At the heart of this legislation are the Attorney-General’s attempts to deal with an incredibly complex subject matter. Sentencing is not only complex but also an incredibly difficult exercise. It requires judges to take into account not only the gravity of an offence and the offender’s circumstances but also a number of prescriptive secondary rules. Anyone who has had a bit to do with sentencing knows it is an incredibly complex matter. The rules of evidence are complex, and getting the balance right is always critical.

It is fair to say that from time to time judges and magistrates make a mistake by imposing a penalty that is contrary to law. At other times a judge may fail to impose a penalty that the law requires. Some such errors are corrected on appeal and some are corrected following a judicial review of proceedings. Either way, this has the potential to cause delay in finalising criminal matters and adds significantly to the cost borne by the offender and the prosecution. More and more we are seeing trials go from start to finish and the courts under enormous pressure, and it is great to see the Attorney-General leading the way with additional resources for Victoria Legal Aid that will greatly benefit our court system and the judicial process in Victoria.

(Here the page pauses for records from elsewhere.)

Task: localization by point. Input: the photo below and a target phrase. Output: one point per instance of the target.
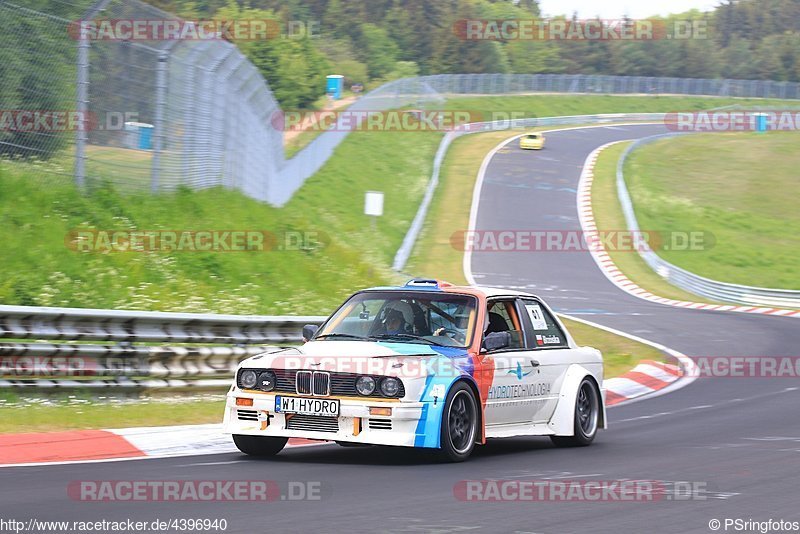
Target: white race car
(426, 365)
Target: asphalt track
(738, 438)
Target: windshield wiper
(408, 336)
(340, 334)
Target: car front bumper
(411, 424)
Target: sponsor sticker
(547, 340)
(537, 317)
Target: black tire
(459, 426)
(587, 417)
(259, 445)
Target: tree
(377, 50)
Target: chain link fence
(158, 115)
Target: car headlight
(365, 385)
(248, 379)
(266, 381)
(390, 386)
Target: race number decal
(537, 317)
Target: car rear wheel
(259, 445)
(587, 416)
(459, 424)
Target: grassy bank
(739, 189)
(609, 217)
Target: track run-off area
(733, 442)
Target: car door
(549, 352)
(510, 399)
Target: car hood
(365, 357)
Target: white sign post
(373, 205)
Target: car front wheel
(587, 416)
(259, 445)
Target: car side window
(542, 329)
(502, 317)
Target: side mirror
(309, 330)
(496, 341)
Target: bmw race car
(426, 365)
(532, 141)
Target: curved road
(738, 440)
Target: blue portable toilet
(335, 86)
(140, 135)
(760, 122)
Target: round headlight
(248, 379)
(390, 386)
(266, 381)
(365, 385)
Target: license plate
(305, 406)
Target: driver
(394, 322)
(399, 318)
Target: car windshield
(425, 317)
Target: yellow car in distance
(531, 141)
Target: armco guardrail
(76, 324)
(129, 364)
(699, 285)
(404, 252)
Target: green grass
(37, 213)
(609, 217)
(740, 188)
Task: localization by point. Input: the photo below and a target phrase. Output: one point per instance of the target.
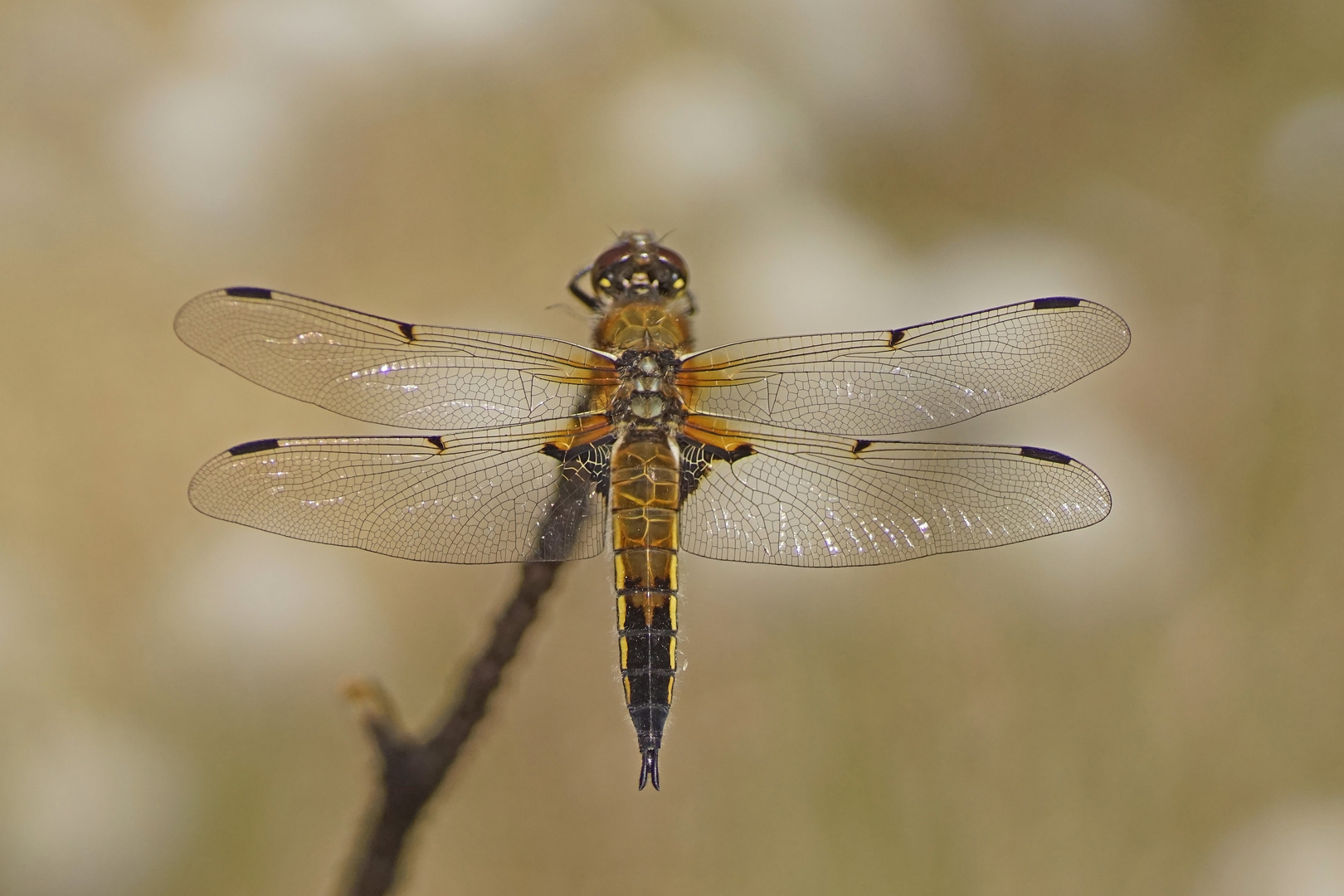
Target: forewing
(496, 497)
(383, 371)
(891, 382)
(821, 501)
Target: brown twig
(414, 767)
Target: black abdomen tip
(650, 768)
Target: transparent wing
(891, 382)
(821, 501)
(383, 371)
(498, 497)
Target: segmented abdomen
(645, 480)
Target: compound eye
(611, 258)
(606, 261)
(676, 264)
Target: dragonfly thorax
(647, 391)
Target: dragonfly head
(637, 268)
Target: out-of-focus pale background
(1152, 705)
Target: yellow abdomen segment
(645, 484)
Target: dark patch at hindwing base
(585, 472)
(698, 457)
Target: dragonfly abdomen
(645, 479)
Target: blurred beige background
(1152, 705)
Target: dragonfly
(533, 449)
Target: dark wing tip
(251, 448)
(1057, 301)
(1046, 455)
(247, 292)
(650, 768)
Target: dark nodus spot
(247, 292)
(1046, 455)
(251, 448)
(1055, 301)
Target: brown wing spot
(1046, 455)
(251, 448)
(247, 292)
(1055, 301)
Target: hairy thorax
(647, 338)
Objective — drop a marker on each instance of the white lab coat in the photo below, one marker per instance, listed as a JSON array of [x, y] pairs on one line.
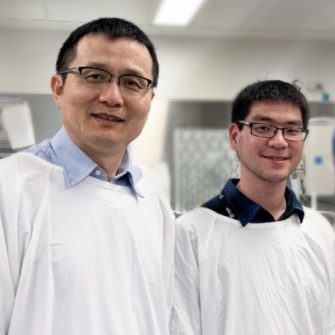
[[275, 278], [90, 259]]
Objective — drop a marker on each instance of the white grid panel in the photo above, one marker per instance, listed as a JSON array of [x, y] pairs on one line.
[[204, 161]]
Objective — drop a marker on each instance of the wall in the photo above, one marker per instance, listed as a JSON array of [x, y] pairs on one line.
[[191, 68]]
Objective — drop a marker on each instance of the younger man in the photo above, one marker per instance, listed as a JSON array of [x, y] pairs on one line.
[[253, 260]]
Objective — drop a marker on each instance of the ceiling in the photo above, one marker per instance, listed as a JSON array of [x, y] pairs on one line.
[[310, 19]]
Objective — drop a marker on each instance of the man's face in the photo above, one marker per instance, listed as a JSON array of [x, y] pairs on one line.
[[104, 120], [268, 159]]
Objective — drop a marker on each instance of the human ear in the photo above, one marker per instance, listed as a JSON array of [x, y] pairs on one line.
[[233, 132], [57, 88]]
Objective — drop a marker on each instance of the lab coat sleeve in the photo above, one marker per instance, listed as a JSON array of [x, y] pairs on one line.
[[9, 255], [186, 312], [168, 254], [331, 317]]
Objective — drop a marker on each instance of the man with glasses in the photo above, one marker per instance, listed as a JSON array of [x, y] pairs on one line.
[[253, 260], [86, 243]]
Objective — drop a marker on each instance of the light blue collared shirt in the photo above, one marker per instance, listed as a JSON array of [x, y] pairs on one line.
[[62, 151]]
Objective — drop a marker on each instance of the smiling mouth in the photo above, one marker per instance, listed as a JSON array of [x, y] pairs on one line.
[[107, 117], [278, 159]]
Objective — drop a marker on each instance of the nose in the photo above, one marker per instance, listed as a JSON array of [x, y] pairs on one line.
[[278, 140], [111, 94]]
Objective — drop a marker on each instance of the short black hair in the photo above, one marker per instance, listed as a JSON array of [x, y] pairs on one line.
[[113, 28], [271, 91]]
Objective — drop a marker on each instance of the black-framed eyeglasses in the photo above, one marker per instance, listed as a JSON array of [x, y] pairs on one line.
[[296, 134], [100, 78]]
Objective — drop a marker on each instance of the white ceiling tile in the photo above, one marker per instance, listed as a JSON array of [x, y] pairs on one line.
[[292, 14], [21, 9], [226, 14], [82, 10]]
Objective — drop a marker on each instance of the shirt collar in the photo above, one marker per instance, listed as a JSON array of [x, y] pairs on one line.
[[245, 210], [78, 166]]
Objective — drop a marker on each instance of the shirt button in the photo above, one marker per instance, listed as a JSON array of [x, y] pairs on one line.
[[97, 172]]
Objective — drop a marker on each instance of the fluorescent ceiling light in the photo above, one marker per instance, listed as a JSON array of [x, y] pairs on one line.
[[177, 12]]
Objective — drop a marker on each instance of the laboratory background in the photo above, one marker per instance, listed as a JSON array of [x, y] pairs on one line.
[[207, 53]]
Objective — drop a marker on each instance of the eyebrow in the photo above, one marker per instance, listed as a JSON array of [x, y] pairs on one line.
[[266, 119], [106, 68]]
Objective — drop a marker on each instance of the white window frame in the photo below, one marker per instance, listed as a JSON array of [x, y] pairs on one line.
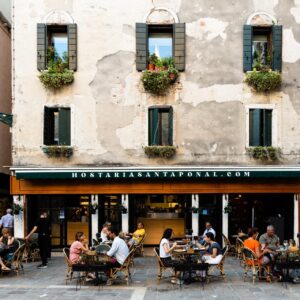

I draw members’ attention to one particular case that in many respects highlights the situation this legislation is trying to correct. In the case of DPP v. Edwards, which was a Court of Appeal case in Victoria back in 2012, the sentencing judge had imposed a suspended sentence on a charge of recklessly causing serious injury. However, the power to suspend a sentence of imprisonment for that offence had previously been abolished. The Court of Appeal by majority held that the judge could not recall that sentence and impose one in accordance with the law because his role in the matter had finished. This meant that parties must apply to a higher court to correct such an error, no matter how clear it might have been. This legislation goes to the heart of DPP v. Edwards. It clarifies and expands the sentencing court’s power to correct errors in sentences it has imposed.

I will not cover the two major sections I covered earlier, but I will talk a little more about the new correction power, which is an important component of this legislation. Adding the new correction power to the Sentencing Act 1991 allows a sentencing judge or another member of the same court to reopen proceedings in which a penalty contrary to law has been imposed. Upon reopening, the judge may impose a penalty that is in accordance with the law, thus correcting the subject matter at hand. This new correction power is modelled on section 43 of the New South Wales Crimes (Sentencing Procedure) Act 1999. This provision was the subject of the High Court’s decision in Achurch v. The Queen last year. In that case the High Court interpreted the New South Wales provision on the basis that it was not intended to act as a substitute for the appeal process.

Importantly, consistent with the High Court’s observations in Achurch v. The Queen, this bill preserves the proper role of appeal in the criminal justice system. The new provision allows for the correction of penalties that are contrary to law. Even more so, the existence of the correction power does not take away from a party’s right of appeal, so natural justice and judicial process will be followed.

There has been incredibly strong public interest in ensuring that there is finality to criminal proceedings. As I mentioned earlier, only a few weeks ago I represented the Attorney-General at the biennial conference of County Court and District Court judges of Australia and New Zealand, and overwhelmingly the stakeholders who spoke to me, including judges, barristers and solicitors, talked about a stretched judicial system under enormous pressure. With what the Attorney-General is intending to do, he is committed to making sure that the legal system operates not only fairly but sustainably. It is important going forward that we have a justice and law and order system in Victoria that is not only fair but sustainable, and today’s budget goes to the heart of that and puts more money into legal aid to ensure proper representation and to ensure that our judicial process operates to its full potential.